Hace unos 800 años más o menos a un tal Marco Polo se le ocurrió hacer un viaje de aventuras a la lejana China que duró 24 años (la cosa entonces no era para andar con prisas). El resultado de sus andanzas, a falta de fotos y vídeos, se recogió en "El Libro de las maravillas", un verdadero bestseller del siglo XIII en donde se narra todo lo que a Marco Polo le admiró de un pueblo tan lejano, raro y distinto al suyo. Vio magias, hechizos y encantamientos, pero también costumbres exóticas como comerse a los enemigos o inventos como la pólvora o el papel moneda. Los palacios de oro y plata, los jardines con los árboles más bellos, las caravanas de más de 5000 elefantes cubiertos de gualdrapas bordadas o de camellos con paños de oro, los milagros que presenció... no solo lo dejaron turulato a él, sino a toda la Europa medieval para quienes esa lejana tierra se convirtió en un sueño que había que hacer realidad. Colón bebió de ese sueño.

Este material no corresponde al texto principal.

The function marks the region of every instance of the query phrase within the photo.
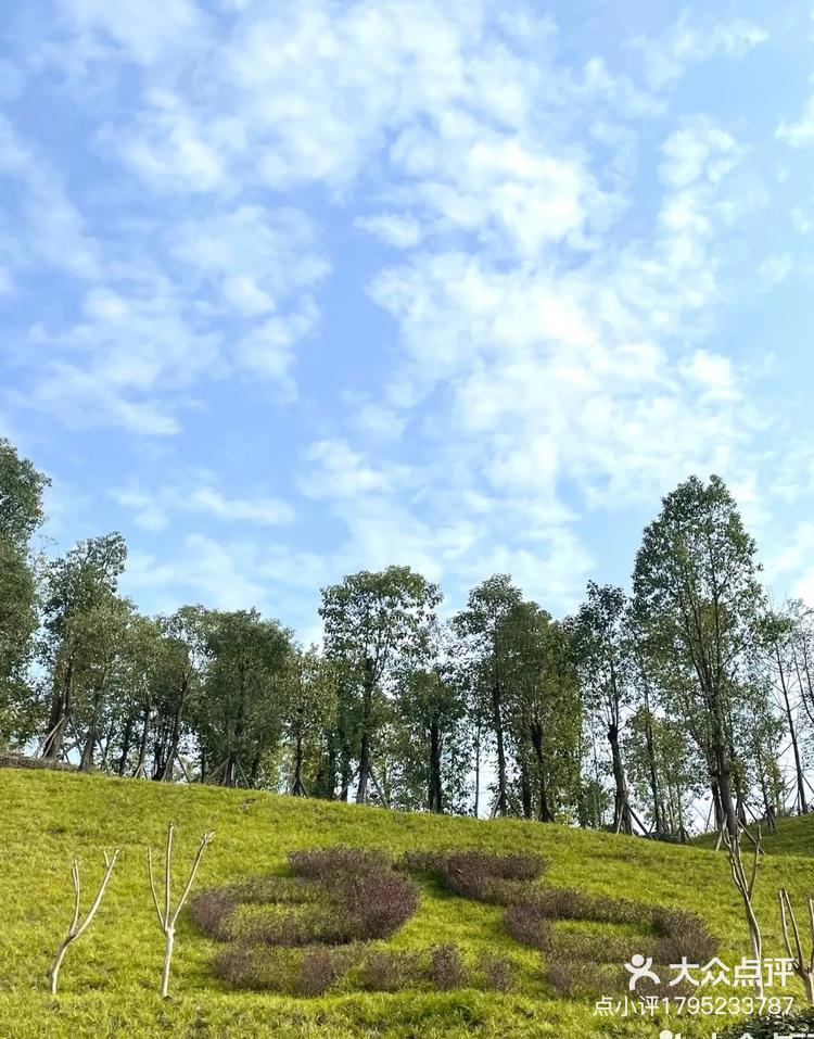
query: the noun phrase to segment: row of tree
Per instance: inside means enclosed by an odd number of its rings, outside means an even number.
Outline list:
[[[678,835],[807,811],[814,621],[771,607],[725,484],[689,478],[555,619],[496,574],[440,620],[409,567],[322,590],[323,646],[255,609],[145,617],[113,533],[33,552],[47,479],[0,441],[0,744],[82,770]],[[786,762],[792,776],[786,781]],[[488,791],[488,802],[483,796]],[[701,820],[703,822],[703,820]]]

Ahora mis Marco Polo se llaman Lali, Carmen Delia, Elías y Paqui, que, con una intrepidez que les envidio, se han liado la manta a la cabeza y se han dicho: "¿Viajar a la China? ¿Por qué no?". Y allá que se han ido en un viaje mucho más corto que el de Polo (15 días), pero igual de interesante. A la vuelta me han contado (¿De qué sirve viajar si no se comparte lo visto y admirado?) las particulares maravillas que encontraron.
Porque ¡claro que vieron maravillas! La explosión de luz en Shangay, interactiva y cambiante en cientos de edificios altísimos; los palacios imperiales de la Plaza de Tiananmen; el templo del Buda de Jade, 3 toneladas de peso con incrustaciones de esmeraldas y ágatas; por supuesto, la Gran Muralla, con sus 1650 escalones, separando a China de Mongolia; el impresionante y silencioso ejército de terracota de Xian; la pesca, tan curiosa, con cormoranes de noche; el crucero por el río Li en el que altas montañas hunden las raíces en las aguas oscuras mientras pasan entre bambúes y laureles...
Pero también les llamó la atención el caos circulatorio de las grandes ciudades en las que los semáforos están de adorno porque nadie les hace caso, los vespinos eléctricos van en riada con toda la familia encima y los taxis no paran a los extranjeros, esos sujetos narigudos que parecen todos iguales (así nos ven). Se extrañaron de todo lo que trabajan los chinos, sin descansar ni un día a la semana, y que los matrimonios sigan siendo concertados por los padres. Allí no existe el amor.
A mí, particularmente, lo que más me impresionó (ya hablé una vez de mi fobia aquí) fue un vídeo de un vivero de cucarachas en el que se ve al señor que las atiende, con su gorro y uniforme blanco, sobre el que se pasean ellas tan campantes. ¿Y para qué las quieren? Para lo que ustedes están pensando. Para chascárselas fritas en brochetas (junto con alacranes y saltamontes).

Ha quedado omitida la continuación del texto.